There are two stacks A and B.

A :  a,b,c,d   ('a' is on top and 'd' is at the bottom of the stack) B :  (empty) 

There are two rules.

If an element of A is popped, it must be printed immediately or pushed into B. If an element of B is popped, it can only be printed. 

So, how many permutations of a,b,c,d are possible? (continue reading)

P.S. Well, I did calculations manually(didn't use any formula) and got 14 as the answer. However, it took around 10 minutes to do the lengthy steps. So, is there an easy way to do this?

Asked By : Vishnu Vivek

Answered By : Hendrik Jan

This problem looks like the problem of single stack sorting. "Single" because onle your stack B is used to sort, the stack A is only for input. Donald Knuth has analysed this, and characterized it as the 231-avoiding permutations, and has shown their number equals the Catalan numbers.

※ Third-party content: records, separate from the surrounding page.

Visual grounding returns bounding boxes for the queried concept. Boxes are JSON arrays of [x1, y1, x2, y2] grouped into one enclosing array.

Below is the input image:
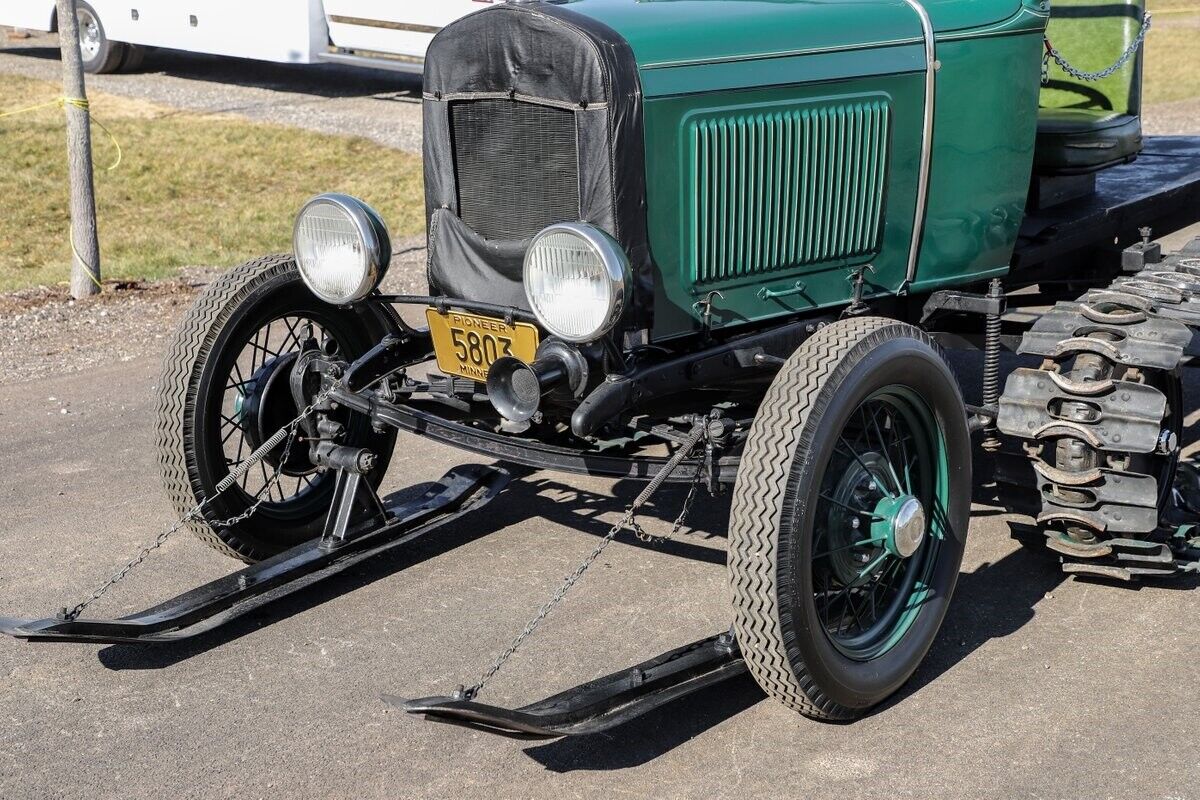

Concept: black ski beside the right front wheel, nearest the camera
[[398, 633, 746, 739]]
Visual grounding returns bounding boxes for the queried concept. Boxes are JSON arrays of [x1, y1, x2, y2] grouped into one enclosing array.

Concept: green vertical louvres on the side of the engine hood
[[689, 100, 890, 283]]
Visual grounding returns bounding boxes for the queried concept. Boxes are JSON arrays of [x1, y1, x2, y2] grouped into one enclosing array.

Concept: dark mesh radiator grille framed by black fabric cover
[[450, 100, 580, 240]]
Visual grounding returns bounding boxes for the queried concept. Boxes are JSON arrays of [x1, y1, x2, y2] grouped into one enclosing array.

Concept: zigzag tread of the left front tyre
[[155, 254, 296, 563]]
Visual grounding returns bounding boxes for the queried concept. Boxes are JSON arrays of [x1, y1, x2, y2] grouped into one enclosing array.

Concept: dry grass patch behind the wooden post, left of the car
[[0, 76, 425, 291]]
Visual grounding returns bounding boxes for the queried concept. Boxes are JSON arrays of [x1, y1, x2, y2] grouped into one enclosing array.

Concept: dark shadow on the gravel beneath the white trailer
[[0, 47, 421, 103]]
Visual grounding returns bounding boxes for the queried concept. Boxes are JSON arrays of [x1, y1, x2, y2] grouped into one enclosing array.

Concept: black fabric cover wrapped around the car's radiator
[[424, 2, 654, 329]]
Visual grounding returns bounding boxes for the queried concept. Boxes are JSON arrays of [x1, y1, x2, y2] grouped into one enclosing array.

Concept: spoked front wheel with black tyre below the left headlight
[[156, 255, 396, 561]]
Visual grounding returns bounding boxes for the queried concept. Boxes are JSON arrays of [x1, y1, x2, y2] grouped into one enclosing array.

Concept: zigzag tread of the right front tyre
[[728, 317, 912, 720]]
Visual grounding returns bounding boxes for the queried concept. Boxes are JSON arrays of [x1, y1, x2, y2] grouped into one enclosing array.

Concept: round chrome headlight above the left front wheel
[[292, 194, 391, 306]]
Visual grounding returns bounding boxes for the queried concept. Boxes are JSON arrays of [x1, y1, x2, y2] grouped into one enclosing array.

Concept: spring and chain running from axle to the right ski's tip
[[455, 417, 709, 700]]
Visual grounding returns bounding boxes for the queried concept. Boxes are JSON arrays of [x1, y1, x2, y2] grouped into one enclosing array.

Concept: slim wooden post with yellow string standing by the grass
[[58, 0, 100, 300]]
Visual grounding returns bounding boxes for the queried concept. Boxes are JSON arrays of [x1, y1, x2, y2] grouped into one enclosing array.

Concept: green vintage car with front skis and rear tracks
[[6, 0, 1200, 736]]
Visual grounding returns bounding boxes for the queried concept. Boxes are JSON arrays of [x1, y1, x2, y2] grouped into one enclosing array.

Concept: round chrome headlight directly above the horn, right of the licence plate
[[524, 222, 631, 342]]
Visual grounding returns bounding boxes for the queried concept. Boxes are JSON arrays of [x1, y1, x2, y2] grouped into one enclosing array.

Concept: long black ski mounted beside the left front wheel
[[0, 464, 512, 644]]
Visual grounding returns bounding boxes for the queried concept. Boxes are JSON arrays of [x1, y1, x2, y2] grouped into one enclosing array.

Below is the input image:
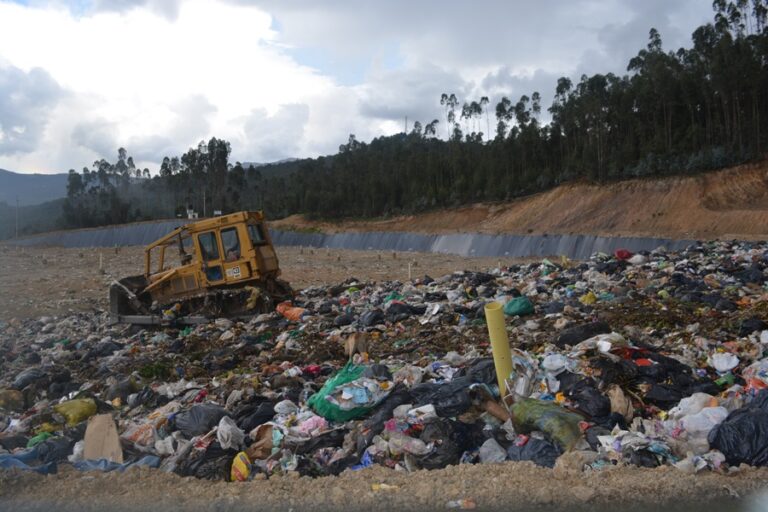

Now if my observation is correct, you must have counted wrong (original number you gave was 28). The Catalan numbers are 1, 2, 5, 14, 42, 132,

(added, after you recomputed) Thus, we get a formula, the number of "single-stack sortable permutations of length n" is the $n$-th Catalan number $C_n = \frac 1{n+1}{2n \choose n}$. That does not yet explain the connection. There is a lot to learn about Catalan numbers, see the wiki-page for a lot of situations where they arise! Also the page to the online encyclopedia of integer sequence I referred to has more than enough links to keep you busy for a long time.